(CN) - A whistle-blower award is not available to a man who reported misconduct before the enactment of the Dodd-Frank Act, the 2nd Circuit ruled Wednesday.
The Dodd-Frank Act allows whistle-blowers to collect 10 to 30 percent of money won by the Securities and Exchange Commission in a successful enforcement action that exceeds $1 million.
But Larry Stryker provided the SEC with information about wrongdoing by his former employer, Advanced Technologies Group, before Dodd-Frank became law in July 2010.
The SEC thus denied Stryker's claim for a percentage of the $24 million judgment it won against Stryker's former employer.
A three-judge panel with the 2nd Circuit in Manhattan affirmed Wednesday.
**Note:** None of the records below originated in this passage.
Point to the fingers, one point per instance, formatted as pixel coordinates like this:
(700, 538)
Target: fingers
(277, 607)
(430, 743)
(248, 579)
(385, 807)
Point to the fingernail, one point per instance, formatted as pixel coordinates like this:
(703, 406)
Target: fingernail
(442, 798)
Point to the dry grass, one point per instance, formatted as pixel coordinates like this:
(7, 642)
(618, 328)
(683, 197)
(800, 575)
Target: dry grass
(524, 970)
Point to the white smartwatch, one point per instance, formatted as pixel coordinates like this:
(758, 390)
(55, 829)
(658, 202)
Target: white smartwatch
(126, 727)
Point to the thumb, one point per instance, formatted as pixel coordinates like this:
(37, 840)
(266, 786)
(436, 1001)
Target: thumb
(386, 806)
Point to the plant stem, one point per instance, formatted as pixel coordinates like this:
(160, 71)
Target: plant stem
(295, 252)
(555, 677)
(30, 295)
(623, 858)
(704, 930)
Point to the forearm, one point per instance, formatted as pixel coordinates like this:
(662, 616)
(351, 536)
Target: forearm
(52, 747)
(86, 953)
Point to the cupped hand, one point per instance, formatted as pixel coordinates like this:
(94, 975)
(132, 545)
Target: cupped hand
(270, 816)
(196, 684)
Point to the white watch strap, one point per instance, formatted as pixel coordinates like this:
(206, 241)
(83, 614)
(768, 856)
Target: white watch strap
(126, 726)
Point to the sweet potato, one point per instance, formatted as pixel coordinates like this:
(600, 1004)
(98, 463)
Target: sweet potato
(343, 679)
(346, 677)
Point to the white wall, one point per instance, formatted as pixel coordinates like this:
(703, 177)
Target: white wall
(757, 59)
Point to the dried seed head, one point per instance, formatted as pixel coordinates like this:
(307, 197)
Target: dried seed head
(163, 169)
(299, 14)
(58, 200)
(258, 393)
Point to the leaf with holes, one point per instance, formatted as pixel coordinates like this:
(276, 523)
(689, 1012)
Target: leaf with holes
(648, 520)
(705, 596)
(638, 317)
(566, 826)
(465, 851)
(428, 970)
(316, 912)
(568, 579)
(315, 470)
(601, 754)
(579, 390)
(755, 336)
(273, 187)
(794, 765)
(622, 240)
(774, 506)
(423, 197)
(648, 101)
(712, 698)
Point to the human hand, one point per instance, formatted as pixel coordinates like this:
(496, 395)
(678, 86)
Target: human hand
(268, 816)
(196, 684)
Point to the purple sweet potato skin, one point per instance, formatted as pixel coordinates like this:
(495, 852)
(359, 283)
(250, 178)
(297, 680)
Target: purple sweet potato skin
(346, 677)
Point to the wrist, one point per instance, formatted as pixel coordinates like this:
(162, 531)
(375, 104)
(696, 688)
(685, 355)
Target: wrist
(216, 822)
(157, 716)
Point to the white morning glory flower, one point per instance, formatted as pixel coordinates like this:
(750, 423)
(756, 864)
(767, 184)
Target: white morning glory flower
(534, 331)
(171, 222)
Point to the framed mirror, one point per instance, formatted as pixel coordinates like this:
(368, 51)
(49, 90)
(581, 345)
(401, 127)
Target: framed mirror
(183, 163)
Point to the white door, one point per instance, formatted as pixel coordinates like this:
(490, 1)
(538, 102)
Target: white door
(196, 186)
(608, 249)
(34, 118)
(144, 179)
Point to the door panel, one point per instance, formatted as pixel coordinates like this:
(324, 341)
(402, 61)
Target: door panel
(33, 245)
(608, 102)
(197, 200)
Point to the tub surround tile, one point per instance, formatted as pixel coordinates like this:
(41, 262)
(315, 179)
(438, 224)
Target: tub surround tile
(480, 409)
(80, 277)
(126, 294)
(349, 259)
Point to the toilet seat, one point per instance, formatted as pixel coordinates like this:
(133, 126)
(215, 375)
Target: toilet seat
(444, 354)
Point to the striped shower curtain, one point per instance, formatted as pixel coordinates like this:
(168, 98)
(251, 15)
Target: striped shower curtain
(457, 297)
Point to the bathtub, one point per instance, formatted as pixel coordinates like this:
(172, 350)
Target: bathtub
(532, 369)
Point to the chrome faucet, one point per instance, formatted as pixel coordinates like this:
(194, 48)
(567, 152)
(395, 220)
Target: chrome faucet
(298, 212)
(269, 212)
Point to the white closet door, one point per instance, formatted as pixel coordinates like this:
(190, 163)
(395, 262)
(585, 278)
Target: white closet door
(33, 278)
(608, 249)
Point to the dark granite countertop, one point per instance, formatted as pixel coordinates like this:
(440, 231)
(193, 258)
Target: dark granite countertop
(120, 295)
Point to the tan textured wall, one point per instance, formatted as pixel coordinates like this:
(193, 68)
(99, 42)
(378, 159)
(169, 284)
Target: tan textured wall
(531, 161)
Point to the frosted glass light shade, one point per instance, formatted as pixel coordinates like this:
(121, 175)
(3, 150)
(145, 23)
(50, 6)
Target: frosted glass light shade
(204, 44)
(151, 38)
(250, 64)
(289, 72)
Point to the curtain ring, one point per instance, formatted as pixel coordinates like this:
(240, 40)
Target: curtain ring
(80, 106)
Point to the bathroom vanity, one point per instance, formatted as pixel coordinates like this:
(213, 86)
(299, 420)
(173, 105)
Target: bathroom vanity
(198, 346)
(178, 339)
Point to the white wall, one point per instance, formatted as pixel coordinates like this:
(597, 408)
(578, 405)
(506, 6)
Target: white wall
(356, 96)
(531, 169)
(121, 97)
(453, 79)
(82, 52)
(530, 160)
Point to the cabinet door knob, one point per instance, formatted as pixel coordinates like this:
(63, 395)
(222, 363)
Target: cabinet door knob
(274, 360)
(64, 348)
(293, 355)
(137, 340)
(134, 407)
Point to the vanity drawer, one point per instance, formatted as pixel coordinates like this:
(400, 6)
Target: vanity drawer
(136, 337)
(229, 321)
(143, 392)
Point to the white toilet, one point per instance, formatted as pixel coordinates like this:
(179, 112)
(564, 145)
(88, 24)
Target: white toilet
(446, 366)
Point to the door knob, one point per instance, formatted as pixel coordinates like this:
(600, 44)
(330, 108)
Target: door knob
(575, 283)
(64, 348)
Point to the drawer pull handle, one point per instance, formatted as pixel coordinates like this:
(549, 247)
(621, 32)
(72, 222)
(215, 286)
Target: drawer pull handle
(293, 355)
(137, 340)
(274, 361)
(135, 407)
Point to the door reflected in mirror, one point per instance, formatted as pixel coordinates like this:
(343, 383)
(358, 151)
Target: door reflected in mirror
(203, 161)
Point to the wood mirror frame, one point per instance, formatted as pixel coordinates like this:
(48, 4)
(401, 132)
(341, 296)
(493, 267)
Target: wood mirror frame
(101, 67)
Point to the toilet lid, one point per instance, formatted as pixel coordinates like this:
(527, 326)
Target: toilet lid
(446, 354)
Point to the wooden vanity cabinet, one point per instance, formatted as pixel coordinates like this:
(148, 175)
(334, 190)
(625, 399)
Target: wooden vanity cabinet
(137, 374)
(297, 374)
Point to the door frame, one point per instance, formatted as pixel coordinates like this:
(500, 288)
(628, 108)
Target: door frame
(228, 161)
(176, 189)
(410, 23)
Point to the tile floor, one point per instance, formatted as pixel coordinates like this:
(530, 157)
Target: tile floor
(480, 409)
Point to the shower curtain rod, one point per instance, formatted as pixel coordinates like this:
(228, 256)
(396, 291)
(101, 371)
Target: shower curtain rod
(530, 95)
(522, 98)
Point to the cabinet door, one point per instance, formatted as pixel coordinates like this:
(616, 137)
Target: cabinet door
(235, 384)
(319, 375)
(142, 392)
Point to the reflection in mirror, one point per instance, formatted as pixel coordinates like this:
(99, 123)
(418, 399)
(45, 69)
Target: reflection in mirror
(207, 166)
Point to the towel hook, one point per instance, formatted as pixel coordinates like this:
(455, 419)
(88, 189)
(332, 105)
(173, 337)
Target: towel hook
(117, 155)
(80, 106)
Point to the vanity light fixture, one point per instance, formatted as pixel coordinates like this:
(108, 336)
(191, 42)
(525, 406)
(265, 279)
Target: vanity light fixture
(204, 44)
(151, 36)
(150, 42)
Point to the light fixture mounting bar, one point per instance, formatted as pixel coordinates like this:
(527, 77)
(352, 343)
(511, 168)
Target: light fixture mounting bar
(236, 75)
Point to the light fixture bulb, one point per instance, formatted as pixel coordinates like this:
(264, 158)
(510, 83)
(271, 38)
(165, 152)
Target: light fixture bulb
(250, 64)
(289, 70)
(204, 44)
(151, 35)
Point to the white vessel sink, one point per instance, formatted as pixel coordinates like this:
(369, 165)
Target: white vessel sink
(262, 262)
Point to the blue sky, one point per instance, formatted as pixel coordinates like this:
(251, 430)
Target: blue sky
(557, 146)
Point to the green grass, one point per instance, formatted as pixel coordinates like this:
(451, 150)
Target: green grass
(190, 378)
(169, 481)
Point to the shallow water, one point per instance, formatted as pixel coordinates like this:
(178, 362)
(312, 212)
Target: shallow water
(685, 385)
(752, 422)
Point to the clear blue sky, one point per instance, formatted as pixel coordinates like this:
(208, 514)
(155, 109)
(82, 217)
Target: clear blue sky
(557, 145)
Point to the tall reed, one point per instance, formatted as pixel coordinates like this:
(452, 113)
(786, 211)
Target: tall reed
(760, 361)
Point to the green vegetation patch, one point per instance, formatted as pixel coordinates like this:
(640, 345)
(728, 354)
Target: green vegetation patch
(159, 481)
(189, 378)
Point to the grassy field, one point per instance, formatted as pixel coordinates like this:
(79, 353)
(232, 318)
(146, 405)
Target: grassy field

"The sole basis for petitioner's claim is Section 21F, which was not enacted until after he took the actions that are the grounds for the award sought," Judge Ralph Winter wrote for the court. "If the purpose of Dodd-Frank was to encourage whistleblower activity, already completed actions would arguably not qualify."
In declining to look at Congress' intent, the court highlighted its adherence to the 1984 case Chevron U.S.A. Inc. v. Natural Resources Defense Council Inc., the cornerstone in Supreme Court precedent for agency deference.
"Even if Congress's intent is unclear, the SEC's interpretation was reasonable and entitled to deference," Winter concluded.